A proposta para a Border City é estabelecer uma zona econômica especial com sua própria governança entre os dois países. A ideia é semelhante ao que ocorre na cidade de Andorra, situada entre a França e a Espanha. Não existiria preocupação com mercado cambial ou restrições de movimentos, estudo ou trabalho nos dois lados da divisa. Ele acredita que a proximidade da cidade com os Estados Unidos pode tornar o México mais competitivo comercialmente e impulsionar sua economia. Sua crença é baseada no sucesso econômico das cidades fronteiriças de El Paso e Ciudad Juárez.
No núcleo do município se localiza o porto interior de Santa Teresa, plataforma de frete recentemente aberta na fronteira entre o estado do Novo México e o México. A rodovia I-10 conectaria a cidade a regiões distantes nas costas Leste e Oeste dos Estados Unidos e uma rede de outras estradas e linhas de trens expressos levaria a vários focos industriais e econômicos. “São tremendas possibilidades de negócios”, diz Romero, “qualquer bem que você produzir tem imediatamente um trem que conecta a Los Angeles, então é uma situação dos sonhos em termos de conectividade com os Estados Unidos”.
E o projeto não é apenas para ficar no imaginário. O arquiteto já tem um plano de construção que levaria 12 anos, com três fases, cada uma levando quatro anos para ser montada. Três epicentros seriam desenvolvidos durante a primeira fase. O mexicano está nos estágios finais do planejamento do empreendimento com os três proprietários do espaço e planos de conclusão até o final da próxima década. Romero afirma que o esquema pode ser reproduzido globalmente para criar cidades sustentáveis na medida em que a população e os fluxos migratórios crescem. Assista ao vídeo da instalação de Romero na Bienal de Londres.

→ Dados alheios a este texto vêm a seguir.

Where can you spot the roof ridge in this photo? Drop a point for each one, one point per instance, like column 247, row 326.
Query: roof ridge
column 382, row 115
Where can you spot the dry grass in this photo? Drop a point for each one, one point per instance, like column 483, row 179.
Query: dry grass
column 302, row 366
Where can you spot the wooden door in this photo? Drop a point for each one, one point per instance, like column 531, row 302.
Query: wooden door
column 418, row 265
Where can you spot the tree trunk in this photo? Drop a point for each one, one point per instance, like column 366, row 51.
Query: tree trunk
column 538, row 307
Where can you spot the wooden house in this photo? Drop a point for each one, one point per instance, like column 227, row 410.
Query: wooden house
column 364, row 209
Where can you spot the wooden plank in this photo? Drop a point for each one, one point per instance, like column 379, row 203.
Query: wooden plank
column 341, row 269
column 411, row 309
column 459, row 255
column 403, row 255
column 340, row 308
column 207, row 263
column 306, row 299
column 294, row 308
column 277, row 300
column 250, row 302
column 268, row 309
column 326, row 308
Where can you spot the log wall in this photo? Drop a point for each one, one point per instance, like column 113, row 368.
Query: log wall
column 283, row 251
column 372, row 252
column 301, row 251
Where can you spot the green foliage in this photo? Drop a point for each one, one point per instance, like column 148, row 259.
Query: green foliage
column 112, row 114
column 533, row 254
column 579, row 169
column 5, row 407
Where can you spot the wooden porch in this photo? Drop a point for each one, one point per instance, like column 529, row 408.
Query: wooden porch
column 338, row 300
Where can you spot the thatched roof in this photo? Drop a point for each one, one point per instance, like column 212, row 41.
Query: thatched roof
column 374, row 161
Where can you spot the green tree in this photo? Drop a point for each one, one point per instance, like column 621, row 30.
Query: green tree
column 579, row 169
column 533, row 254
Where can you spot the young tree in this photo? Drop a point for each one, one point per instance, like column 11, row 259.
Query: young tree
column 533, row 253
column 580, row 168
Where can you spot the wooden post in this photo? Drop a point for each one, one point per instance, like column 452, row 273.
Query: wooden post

O planejamento pensado pelo mexicano vai ao encontro de diversos elementos-chaves descritos no guia O Desenho de Cidades Seguras, desenvolvido pelo WRI Ross Centro para Cidades Sustentáveis. A conectividade da malha viária, que mede o quão diretas são as rotas de pedestres e/ou de veículos, é um elementos-chave de projetos urbanos. A noção de conectividade viária descrita na publicação é um dos fatores mais importantes para promover viagens a pé e para diminuir as viagens de veículos motorizados. “Os pedestres e ciclistas podem encontrar mais rotas diretas em uma malha ou grade viária mais conectada do que em redes desconectadas, com ruas sem saída e superquadras, fatores que desestimulam as pessoas a andar a pé ou de bicicleta”, diz o guia.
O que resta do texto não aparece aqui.